Workflow automation for STL small business: saving 20+ hours a week

Zapier is a graveyard for half-built automations. Here's how real workflow automation ships, which processes to pick first, and when to build vs. buy.

Every small business we audit has a Zapier account. Most of them have 40+ Zaps, half of which are broken and nobody noticed. That's the Zapier graveyard. It's a real pattern, and nobody talks about it honestly.

The graveyard happens because Zapier is great for prototyping and terrible for production. A Zap that fires 100 times a day breaks when a field name changes, a rate limit hits, or an API response format shifts. The Zap fails silently. Your operations degrade quietly. You don't notice until a customer complains.

Real workflow automation looks different. It's built with observability, error handling, and retry logic. It runs on a stack you control. It's monitored. When it breaks, you know. When it drifts, you fix it.

The 20-hour calculation is straightforward. Take your five most repeated internal tasks: quote generation, invoice chasing, onboarding handoff, reporting, and status updates. Measure the payroll hours they consume weekly. Across a 15-person services business, that number is routinely 20-40 hours a week. Automate it properly and those hours redirect to billable work or margin.

Which processes to automate first.

High volume and repetitive. If it happens more than 20 times a week and the steps are consistent, automate it. Onboarding, invoicing, reporting, data entry.

Rule-based logic. If the decisions inside the process can be written as rules a human wouldn't argue with, automate it.

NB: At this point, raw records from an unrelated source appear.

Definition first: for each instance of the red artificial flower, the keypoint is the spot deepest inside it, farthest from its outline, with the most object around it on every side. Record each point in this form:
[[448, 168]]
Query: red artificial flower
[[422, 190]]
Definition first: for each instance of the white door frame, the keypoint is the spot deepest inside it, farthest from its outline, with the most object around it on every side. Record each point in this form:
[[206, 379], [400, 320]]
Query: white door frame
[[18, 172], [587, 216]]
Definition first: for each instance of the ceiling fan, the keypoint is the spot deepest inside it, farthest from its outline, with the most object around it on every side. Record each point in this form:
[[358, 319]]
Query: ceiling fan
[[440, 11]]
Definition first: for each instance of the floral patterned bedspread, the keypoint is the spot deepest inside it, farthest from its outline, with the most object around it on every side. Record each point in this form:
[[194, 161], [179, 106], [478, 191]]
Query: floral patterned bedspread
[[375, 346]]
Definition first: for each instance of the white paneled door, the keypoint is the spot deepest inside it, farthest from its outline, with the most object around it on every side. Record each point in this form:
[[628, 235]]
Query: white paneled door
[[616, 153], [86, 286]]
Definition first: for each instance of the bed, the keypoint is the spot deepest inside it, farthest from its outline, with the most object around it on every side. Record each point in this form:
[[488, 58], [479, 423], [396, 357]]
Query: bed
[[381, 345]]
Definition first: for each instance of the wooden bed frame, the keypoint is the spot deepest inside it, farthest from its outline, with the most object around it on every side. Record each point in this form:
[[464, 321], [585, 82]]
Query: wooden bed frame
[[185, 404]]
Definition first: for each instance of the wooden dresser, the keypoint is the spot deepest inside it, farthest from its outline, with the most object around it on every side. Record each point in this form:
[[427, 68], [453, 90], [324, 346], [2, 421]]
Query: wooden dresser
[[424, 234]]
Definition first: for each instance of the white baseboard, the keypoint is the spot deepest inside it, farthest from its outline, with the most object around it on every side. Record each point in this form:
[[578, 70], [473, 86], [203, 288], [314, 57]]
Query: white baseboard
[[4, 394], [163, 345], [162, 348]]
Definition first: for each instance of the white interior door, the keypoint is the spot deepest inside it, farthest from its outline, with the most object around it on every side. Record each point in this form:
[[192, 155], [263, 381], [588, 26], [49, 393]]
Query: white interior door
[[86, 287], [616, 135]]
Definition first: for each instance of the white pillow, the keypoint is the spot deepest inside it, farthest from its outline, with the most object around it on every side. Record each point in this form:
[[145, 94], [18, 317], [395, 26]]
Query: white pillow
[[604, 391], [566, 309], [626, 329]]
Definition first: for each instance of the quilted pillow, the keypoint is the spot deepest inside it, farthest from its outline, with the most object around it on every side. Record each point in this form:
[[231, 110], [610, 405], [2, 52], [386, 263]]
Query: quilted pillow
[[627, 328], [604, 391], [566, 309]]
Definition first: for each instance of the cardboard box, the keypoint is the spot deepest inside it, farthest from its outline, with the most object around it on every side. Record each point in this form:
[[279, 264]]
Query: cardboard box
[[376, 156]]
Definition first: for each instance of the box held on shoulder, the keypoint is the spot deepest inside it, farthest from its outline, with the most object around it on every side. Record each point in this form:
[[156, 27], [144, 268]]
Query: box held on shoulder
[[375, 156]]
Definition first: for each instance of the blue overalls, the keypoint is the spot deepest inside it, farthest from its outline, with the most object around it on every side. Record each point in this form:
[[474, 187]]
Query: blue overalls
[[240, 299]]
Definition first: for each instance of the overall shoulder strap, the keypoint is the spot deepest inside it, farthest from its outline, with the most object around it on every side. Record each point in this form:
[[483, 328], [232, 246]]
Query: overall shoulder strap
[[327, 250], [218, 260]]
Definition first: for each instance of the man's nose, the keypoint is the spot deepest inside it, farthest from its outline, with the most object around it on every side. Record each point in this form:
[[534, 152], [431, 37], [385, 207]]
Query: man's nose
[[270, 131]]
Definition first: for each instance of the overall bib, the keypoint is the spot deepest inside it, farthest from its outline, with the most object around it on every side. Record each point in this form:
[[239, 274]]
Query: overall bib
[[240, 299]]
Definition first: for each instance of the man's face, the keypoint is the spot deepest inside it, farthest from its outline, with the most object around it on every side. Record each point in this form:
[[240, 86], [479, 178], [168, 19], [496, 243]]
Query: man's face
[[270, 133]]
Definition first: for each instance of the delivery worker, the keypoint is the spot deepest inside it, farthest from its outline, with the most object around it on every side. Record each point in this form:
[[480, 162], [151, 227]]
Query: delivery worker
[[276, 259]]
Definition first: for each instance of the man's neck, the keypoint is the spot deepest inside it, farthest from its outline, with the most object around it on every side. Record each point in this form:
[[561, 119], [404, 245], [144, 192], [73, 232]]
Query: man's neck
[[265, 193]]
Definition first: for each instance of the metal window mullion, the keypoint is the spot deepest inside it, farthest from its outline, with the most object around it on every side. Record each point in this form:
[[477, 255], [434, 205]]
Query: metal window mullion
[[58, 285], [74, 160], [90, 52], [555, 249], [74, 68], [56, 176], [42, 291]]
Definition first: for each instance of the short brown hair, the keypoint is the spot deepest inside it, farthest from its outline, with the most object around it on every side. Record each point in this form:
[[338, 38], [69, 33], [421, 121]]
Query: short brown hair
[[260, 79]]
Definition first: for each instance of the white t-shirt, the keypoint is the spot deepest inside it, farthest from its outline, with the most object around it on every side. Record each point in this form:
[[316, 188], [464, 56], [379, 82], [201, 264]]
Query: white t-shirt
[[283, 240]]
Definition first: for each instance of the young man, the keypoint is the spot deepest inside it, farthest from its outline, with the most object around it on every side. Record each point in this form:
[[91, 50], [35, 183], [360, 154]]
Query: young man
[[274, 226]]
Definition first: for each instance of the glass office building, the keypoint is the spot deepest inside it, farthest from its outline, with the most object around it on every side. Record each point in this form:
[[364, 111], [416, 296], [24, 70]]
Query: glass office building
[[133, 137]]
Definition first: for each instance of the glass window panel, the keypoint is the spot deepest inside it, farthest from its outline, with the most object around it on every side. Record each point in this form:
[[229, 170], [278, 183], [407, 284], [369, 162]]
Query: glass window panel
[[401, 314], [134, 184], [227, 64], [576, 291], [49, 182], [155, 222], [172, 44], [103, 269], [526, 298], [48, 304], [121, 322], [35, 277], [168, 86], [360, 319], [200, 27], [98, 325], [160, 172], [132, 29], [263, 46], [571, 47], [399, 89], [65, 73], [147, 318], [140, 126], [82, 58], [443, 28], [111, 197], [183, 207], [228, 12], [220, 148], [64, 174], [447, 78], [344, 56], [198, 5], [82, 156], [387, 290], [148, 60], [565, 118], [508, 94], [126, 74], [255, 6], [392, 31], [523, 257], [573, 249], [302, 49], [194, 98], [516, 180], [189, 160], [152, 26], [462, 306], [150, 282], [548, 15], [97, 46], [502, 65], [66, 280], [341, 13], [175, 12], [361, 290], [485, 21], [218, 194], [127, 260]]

If the decisions require judgment, don't.

Cross-system handoffs. The copy-paste between your CRM and your accounting tool is the highest-ROI automation most operators can run. It's tedious, error-prone, and gets done by someone billed at $60 an hour who should be doing something else.

St. Louis manufacturing and distribution is the single biggest missed opportunity in the region. Mid-size manufacturers in O'Fallon, Maryland Heights, and the I-270 corridor are running inventory, purchase orders, and shop-floor handoffs on processes that haven't changed since 2005. The automation ROI here is 10x what we see in services businesses.

What automation looks like in practice. A professional services firm we shipped for redirected 28 hours a week. An e-commerce operation redirected 18. A property management company redirected 35. All three paid back the build inside 90 days.

Build vs. buy. Buy for commodity workflows with a good SaaS fit (calendar, email, basic CRM). Build for the idiosyncratic operator logic that's specific to your business. The line is clearer than vendors want you to believe. If the tool bends to your workflow, buy. If your workflow has to bend to the tool, build.

Getting started without disruption. Don't automate a process you don't fully understand. Document it first. Run the automation in parallel with the human version for two weeks. Cut over once the automation matches the human output on the edge cases. Skipping the parallel phase is how operators end up with the Zapier graveyard pattern in a new location.